Do you know which was the first lift to be installed in Metro de Madrid?

The one on Gran Vía! We will tell you what it was like, how much it cost to use and how it worked

Madrid, 1920. The first section of the Metro had been inaugurated only a few months earlier. Despite some initial reluctance, the people of Madrid were gradually getting used to this revolutionary means of underground transport, which, at that time, connected Puerta del Sol with the neighbourhood of Cuatro Caminos. One of the stations on this first section, Gran Vía, was 20 metres below ground level, so the architect Antonio Palacios was commissioned to design a lift to connect the underground with the outside, with the Red de San Luis.

No sooner said than done, Palacios created a granite pavilion with a spectacular iron and glass canopy. This structure housed a lift, which cost 5 cents, and had lift operators who operated a lever to make it go up and down. Can you imagine what this novelty meant?

Historical image of the Gran Vía lift in the 1930s

In 1933, following an accident, the initial lift was replaced by two new lifts, which performed an average of 800 lifts a day and transported an average of 30,000 people, quite a feat for the Madrid of the time.

Over the years, the Metro network was expanded, new stations were built and more lifts and escalators were installed. Finally, in 1970, the structure of the Gran Vía station was dismantled. Today it is located in Porriño, the birthplace of its creator.  

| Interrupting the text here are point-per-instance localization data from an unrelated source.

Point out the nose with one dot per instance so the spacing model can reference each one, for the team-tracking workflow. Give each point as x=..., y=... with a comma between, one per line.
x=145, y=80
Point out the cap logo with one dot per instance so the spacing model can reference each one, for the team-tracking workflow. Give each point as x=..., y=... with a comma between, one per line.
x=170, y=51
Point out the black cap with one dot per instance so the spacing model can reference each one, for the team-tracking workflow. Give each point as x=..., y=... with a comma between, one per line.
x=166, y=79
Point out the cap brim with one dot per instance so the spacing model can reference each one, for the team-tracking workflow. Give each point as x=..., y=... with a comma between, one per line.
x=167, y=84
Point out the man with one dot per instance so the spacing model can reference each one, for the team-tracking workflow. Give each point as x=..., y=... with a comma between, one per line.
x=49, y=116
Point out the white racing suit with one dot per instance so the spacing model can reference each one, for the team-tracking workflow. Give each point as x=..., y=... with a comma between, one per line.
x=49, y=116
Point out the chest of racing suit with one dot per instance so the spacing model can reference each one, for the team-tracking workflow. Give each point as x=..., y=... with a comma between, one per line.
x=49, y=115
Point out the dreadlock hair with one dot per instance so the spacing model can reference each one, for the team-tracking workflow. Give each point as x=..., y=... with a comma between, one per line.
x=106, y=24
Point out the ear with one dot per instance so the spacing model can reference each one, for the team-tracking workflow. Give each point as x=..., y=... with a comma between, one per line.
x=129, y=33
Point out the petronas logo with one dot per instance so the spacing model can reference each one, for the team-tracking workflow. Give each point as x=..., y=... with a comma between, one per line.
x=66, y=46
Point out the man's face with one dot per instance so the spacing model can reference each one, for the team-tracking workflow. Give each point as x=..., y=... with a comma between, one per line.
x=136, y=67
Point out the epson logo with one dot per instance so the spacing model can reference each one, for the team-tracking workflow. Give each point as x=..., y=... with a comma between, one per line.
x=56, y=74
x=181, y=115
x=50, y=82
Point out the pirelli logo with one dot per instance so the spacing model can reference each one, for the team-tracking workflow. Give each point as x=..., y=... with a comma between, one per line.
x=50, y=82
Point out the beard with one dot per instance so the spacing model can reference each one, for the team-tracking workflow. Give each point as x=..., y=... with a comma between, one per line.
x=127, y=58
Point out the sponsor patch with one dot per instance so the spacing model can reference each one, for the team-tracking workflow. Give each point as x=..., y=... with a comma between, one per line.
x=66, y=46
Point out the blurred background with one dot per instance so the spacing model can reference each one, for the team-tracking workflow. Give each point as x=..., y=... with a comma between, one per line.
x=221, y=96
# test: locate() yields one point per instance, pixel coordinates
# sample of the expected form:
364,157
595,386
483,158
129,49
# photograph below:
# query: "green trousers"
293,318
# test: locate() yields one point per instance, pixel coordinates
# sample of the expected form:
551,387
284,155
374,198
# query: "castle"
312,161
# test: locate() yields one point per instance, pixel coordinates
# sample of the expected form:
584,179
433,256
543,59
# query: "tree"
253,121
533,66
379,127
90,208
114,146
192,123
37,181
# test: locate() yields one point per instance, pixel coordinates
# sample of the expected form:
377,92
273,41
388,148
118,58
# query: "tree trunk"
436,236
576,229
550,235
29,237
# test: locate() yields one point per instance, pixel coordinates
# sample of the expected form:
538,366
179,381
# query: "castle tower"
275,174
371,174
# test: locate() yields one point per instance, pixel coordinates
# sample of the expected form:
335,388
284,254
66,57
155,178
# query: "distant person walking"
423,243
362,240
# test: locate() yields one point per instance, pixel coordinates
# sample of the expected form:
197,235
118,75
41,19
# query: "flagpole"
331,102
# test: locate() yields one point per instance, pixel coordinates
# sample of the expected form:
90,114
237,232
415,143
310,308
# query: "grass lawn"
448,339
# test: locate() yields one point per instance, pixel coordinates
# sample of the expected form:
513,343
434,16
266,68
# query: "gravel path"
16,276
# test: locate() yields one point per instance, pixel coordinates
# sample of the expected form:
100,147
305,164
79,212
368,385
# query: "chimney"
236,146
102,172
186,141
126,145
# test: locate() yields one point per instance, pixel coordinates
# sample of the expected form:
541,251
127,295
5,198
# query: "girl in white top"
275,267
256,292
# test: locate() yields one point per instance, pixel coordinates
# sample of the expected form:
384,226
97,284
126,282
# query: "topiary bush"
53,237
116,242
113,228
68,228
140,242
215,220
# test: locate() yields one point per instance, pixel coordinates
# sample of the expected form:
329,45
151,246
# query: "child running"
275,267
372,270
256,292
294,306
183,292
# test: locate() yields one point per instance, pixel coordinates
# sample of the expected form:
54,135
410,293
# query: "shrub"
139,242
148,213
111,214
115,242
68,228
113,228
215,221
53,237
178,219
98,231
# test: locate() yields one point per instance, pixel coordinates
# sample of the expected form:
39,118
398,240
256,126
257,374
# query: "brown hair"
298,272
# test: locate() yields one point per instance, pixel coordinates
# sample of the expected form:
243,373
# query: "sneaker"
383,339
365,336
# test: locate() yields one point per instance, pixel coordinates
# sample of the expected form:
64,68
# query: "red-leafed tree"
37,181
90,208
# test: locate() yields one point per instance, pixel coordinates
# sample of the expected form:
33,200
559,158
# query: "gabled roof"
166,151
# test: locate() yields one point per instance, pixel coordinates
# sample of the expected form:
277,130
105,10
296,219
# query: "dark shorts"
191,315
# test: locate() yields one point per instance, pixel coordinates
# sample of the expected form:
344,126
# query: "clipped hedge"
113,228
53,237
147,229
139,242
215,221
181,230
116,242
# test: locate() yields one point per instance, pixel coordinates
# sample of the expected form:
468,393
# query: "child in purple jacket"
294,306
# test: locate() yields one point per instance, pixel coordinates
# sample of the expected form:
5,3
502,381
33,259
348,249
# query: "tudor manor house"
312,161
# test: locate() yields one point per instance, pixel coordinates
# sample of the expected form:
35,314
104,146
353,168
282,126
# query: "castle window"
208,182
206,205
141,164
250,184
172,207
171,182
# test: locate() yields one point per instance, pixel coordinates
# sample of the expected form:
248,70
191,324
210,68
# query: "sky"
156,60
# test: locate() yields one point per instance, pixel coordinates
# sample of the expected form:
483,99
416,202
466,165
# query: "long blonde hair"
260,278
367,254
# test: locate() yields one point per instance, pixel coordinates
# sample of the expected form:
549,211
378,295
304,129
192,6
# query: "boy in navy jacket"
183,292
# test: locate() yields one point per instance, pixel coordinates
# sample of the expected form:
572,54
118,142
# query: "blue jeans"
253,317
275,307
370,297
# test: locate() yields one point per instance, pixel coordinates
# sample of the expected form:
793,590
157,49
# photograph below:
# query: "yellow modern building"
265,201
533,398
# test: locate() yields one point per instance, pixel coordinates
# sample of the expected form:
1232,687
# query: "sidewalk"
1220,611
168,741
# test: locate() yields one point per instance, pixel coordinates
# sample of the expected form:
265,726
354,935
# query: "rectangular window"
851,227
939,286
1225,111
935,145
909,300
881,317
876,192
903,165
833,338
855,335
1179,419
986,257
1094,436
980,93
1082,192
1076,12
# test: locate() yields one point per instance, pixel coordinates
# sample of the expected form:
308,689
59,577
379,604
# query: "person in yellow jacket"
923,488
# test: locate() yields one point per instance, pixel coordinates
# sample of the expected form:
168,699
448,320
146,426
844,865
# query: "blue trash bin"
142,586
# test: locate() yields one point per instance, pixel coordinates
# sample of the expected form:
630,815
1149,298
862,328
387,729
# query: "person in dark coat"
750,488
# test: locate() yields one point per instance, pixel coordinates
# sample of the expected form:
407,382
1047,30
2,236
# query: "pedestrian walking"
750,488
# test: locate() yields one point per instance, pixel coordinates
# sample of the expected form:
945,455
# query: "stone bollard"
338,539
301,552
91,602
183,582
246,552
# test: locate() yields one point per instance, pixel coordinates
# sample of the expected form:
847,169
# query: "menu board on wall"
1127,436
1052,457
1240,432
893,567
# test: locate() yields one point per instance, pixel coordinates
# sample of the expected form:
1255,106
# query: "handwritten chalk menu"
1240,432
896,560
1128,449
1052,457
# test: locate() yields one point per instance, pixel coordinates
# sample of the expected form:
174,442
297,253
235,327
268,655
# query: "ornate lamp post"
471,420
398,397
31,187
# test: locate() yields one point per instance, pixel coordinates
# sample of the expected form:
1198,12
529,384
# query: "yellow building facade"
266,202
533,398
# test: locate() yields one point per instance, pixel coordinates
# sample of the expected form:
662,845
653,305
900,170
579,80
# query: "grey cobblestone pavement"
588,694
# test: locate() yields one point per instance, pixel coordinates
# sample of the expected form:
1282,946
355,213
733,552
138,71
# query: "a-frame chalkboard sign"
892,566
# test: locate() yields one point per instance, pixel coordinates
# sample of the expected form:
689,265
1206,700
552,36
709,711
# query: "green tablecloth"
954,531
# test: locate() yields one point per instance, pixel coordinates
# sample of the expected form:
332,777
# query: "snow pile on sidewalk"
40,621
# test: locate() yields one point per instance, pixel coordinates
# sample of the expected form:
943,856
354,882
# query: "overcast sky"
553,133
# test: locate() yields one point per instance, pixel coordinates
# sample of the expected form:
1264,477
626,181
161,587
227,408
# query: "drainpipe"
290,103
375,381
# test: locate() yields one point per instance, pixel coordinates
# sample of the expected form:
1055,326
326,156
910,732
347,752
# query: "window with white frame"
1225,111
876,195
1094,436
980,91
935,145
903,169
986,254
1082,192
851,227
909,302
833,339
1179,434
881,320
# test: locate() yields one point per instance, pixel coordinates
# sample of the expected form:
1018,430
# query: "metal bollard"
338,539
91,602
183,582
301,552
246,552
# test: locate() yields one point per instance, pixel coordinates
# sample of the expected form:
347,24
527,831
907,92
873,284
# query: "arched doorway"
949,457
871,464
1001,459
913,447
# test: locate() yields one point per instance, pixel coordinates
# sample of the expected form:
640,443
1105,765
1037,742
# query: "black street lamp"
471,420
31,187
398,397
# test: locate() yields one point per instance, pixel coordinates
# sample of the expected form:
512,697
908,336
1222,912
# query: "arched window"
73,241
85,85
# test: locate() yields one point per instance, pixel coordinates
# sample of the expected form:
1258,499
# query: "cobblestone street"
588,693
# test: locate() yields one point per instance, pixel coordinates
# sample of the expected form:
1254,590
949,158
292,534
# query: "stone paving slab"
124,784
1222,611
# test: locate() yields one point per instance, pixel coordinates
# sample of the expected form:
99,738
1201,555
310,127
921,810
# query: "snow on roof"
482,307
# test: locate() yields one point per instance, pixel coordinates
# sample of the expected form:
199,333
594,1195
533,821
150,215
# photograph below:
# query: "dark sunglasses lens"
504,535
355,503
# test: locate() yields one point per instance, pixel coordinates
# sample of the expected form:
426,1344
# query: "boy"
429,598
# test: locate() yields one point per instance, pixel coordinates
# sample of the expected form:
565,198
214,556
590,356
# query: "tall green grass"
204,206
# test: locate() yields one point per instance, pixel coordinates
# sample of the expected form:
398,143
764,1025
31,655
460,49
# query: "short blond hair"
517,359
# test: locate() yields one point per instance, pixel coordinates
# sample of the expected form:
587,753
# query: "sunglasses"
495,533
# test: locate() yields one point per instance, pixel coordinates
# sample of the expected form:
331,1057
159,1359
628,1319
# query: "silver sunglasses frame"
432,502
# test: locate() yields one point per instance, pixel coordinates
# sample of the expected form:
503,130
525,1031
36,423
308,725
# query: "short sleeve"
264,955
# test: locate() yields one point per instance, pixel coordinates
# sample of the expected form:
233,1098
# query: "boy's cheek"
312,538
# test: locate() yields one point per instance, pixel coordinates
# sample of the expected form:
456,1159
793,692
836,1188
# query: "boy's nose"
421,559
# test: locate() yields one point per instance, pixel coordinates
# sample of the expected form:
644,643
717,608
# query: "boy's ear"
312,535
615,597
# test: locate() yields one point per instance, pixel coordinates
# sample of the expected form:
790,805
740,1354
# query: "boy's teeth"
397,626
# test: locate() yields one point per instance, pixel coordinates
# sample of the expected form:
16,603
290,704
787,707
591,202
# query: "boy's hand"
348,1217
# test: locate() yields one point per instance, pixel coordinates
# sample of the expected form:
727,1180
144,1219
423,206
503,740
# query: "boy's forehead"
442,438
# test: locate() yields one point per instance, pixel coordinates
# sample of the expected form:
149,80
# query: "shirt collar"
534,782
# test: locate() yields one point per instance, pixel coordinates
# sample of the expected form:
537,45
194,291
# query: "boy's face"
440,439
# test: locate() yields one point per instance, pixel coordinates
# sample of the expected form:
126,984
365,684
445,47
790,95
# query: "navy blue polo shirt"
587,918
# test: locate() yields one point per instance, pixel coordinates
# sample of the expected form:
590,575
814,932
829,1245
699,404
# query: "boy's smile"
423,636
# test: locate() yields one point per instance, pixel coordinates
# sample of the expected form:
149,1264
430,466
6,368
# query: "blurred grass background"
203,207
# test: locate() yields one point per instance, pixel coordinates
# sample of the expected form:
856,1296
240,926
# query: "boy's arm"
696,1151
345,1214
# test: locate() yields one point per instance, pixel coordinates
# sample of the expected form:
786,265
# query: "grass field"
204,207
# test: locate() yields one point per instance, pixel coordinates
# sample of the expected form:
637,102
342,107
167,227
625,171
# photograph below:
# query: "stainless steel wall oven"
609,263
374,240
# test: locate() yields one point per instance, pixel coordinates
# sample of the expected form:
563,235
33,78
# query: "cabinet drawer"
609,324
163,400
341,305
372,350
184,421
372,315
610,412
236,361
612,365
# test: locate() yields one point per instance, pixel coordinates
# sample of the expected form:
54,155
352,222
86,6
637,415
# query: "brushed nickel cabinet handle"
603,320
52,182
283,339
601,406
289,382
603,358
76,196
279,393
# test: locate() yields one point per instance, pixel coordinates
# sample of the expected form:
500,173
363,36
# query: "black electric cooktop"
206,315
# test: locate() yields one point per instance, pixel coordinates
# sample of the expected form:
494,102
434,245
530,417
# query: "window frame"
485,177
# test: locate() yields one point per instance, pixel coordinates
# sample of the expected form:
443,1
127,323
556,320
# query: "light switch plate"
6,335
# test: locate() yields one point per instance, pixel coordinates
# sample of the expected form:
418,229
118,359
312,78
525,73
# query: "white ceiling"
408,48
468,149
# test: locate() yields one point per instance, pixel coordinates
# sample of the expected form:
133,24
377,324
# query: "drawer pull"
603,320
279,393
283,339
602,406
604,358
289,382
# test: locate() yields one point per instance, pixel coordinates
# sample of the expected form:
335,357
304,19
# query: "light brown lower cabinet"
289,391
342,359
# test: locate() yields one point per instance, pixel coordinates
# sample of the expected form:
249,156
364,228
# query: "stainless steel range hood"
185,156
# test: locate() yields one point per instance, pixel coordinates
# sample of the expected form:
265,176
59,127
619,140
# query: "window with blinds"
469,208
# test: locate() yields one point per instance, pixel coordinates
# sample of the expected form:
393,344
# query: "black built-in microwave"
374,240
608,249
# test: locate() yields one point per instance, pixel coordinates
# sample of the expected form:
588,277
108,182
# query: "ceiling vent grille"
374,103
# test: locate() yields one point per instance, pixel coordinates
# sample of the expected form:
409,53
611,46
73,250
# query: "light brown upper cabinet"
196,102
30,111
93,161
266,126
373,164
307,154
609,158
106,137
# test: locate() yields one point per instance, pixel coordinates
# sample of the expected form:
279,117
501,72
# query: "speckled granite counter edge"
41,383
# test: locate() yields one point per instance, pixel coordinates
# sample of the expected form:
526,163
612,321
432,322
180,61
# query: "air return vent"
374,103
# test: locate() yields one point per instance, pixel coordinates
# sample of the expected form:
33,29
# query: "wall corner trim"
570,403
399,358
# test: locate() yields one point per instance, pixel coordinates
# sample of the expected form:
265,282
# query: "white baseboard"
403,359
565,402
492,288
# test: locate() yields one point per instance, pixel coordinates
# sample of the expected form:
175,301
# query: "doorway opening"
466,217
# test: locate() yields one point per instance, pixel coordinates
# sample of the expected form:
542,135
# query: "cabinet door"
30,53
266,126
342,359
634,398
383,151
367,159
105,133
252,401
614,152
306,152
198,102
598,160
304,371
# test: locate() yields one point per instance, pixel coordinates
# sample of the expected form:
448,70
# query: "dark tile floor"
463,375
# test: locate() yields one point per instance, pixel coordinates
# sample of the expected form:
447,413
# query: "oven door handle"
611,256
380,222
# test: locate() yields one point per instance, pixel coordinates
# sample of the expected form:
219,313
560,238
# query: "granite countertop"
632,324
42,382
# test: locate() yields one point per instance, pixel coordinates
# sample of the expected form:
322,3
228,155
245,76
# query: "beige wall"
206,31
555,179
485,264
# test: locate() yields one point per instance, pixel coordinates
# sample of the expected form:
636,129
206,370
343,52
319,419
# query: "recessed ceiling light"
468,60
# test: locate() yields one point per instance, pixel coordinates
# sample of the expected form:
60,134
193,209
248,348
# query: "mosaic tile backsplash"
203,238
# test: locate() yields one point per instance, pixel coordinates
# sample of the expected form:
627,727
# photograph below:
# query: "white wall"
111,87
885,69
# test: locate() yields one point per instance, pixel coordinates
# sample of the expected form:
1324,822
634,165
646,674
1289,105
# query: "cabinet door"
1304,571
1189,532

Gran Vía lift pavilion at present

In any case, the memory of this famous lift has endured and over the years it has become a historic symbol of Madrid's Gran Vía. For this reason, when the Metro station underwent its last renovation, one of the first actions that was considered was to recreate this space in a way that was as faithful as possible to Antonio Palacios’s original solution. Today we can once again enjoy the famous lift that over a century ago transported the people of Madrid to the heart of the underground and allowed them to dream of a new, more modern and innovative city.